Ece Erken, Ebru Destan ve Nefise Karatay'ın Bağdat Caddesi'nde açtıkları Cafe Rouge'un alt katında yakışıklı erkekler, üst katında boyları belime gelen kız garsonlar çalışıyor!

Dul kadının kocası

Edebiyatçı Celal Sahir Erozan bir sohbette, "Ben bir dul kadının ikinci kocası olmak istemem" deyince keskin zeka Süleyman Nazif atılır: "Peki birinci kocası mı olmak istersin?"

Kucaklayıp eve götürün

Bu yakışıklı arkadaşın adı Leigh Heppel. İngiliz. Gördüğünüz gibi gayet faydalı bir iş edinmiş kendine: Erotik heykeller yapıyor. Kafadan atmıyor, hayallere dalmıyor; gerçek modelleri kullanıyor. Ayrıca tüccar ruhlu. Her zevke hitap ediyor: Kadın-erkek, kadın-kadın, anatomik yakın planlar, kırbaçlı ya da elleri bağlı yavrular, özel siparişler... Yanda fotoğrafını gördüğünüz bu sanat yapıtının adı Karyn. Hediyesi 395 sterlin. Arzu eden dolar ya da yumoş euro ile de ödeyebiliyor. Karyn 36 santim yüksekliğinde, 4 kilo ağırlığında. Bronz. Kucaklayıp götürürsünüz.

Hülya Avşar diyorum

Bir ara 'dermişim' modası vardı. Hülya Avşar ise 'diyorum'u standart hale getirdi. Yılbaşı programı şu biçimde akıp gitti; bayılıyorduk: "5 trilyon kime çıkacak acaba diyorum... Hadi alkışlasanıza diyorum... Birlikte söyleyelim diyorum... Kaya kızmaz canım diyorum... 2001 kötü bir yıl oldu diyorum... Ama 2002'den umutluyuz diyorum... Ay çok sevindim diyorum..." Allah aşkına deme be kadın!

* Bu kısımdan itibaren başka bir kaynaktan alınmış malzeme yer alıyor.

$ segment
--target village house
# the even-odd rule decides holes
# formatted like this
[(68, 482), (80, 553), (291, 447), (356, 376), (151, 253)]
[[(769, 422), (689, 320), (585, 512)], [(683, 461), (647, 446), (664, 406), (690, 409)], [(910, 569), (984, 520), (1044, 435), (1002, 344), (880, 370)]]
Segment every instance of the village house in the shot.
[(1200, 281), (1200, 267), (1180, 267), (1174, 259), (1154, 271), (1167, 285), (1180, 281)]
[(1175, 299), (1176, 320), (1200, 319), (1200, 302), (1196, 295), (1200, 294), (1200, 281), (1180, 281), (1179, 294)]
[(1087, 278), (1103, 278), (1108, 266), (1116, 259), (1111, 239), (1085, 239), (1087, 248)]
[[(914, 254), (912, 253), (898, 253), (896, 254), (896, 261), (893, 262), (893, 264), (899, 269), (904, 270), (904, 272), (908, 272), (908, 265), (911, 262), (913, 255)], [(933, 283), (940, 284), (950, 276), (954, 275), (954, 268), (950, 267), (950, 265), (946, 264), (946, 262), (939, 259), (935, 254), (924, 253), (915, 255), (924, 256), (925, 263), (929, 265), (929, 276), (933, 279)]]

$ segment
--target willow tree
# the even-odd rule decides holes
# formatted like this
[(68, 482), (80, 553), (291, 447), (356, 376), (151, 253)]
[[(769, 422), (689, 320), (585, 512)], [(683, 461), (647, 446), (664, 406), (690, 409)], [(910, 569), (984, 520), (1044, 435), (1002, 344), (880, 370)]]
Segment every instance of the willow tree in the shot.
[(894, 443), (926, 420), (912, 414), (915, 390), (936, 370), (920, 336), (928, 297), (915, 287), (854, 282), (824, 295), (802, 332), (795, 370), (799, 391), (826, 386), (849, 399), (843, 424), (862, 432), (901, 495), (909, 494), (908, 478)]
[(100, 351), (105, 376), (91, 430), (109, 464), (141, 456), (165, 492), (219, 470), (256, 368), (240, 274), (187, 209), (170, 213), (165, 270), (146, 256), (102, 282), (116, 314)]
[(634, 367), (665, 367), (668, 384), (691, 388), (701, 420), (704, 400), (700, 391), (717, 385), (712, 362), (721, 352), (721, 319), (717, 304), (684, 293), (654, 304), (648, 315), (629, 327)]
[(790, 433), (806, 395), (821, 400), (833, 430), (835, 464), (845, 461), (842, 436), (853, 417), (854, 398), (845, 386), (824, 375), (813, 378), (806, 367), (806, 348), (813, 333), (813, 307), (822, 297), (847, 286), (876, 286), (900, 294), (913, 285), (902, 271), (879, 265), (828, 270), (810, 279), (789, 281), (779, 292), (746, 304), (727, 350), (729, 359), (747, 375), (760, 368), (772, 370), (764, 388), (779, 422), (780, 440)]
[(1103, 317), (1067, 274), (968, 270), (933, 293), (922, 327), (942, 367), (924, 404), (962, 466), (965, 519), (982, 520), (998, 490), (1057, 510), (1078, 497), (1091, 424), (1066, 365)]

Dandik viskiler rakıcıları çarptı

Kriz vurdu ya... Artık millet viski içiyor! Yeni Rakı 7 milyon 250 bine, Hoşbağ şarabı 5 milyona çıktı... Bazı akşamcılar da, asılacaksan İngiliz sicimiyle asıl misali; fiyatları 6-10 milyon arasındaki ucuz viskilere yöneldi. Biz bunlara Rumeli Hisarı berduşlarının (Osman Cavcı onların romanını yazdı, okudunuz mu) içtiği sirkeden hallice şaraplardan esinlenerek köpek- öldüren viskisi diyoruz aramızda.

Peki Johnnie Walker'lar, JB'ler 20-30 milyona satılırken, bunlar nasıl üçte bir fiyatına oluyor? O da İskoç, bu da İskoç... Araştırdık tabii. İşte sonuçlar:

* Her viskide altlık olarak kullanılan düşük maliyetli tahıl viskisinin oranını çok yüksek tutuyorlar... * Farklı damıtımevlerinin elinde kalmış stokları ucuza toparlayıp, ne idüğü belirsiz bir viski yapıyorlar. Onları tüketince, viskinin adını değiştiriyorlar. * İskoç yasaları gereği viskinin en az 3 yıl dinlenmesi gerekirken, bunlar 6 ayda şişeliyor. * Maliyeti yüksek şeri fıçıları yerine ne bulurlarsa onu kullanıyorlar. * Sürümden kazanmak için delicesine fiyat kırıyorlar. * 'Fatura altı' yapıp, vergi kaçırıyorlar.

Peki dandik viskiyi has viskiden nasıl ayıracaksınız? İşte geliyor: * Dandik viskinin karakteristik bir lezzeti yoktur. * İçerken genziniz yanar. * Aroması zayıftır, keskin alkol kokusu gelir. * Markayı tanımazsınız. * Aynı marka iki şişe arasında bile ciddi tat farkı vardır. (Siz diğer yazıları okuyun, ben bir Talisker koyup geleyim.)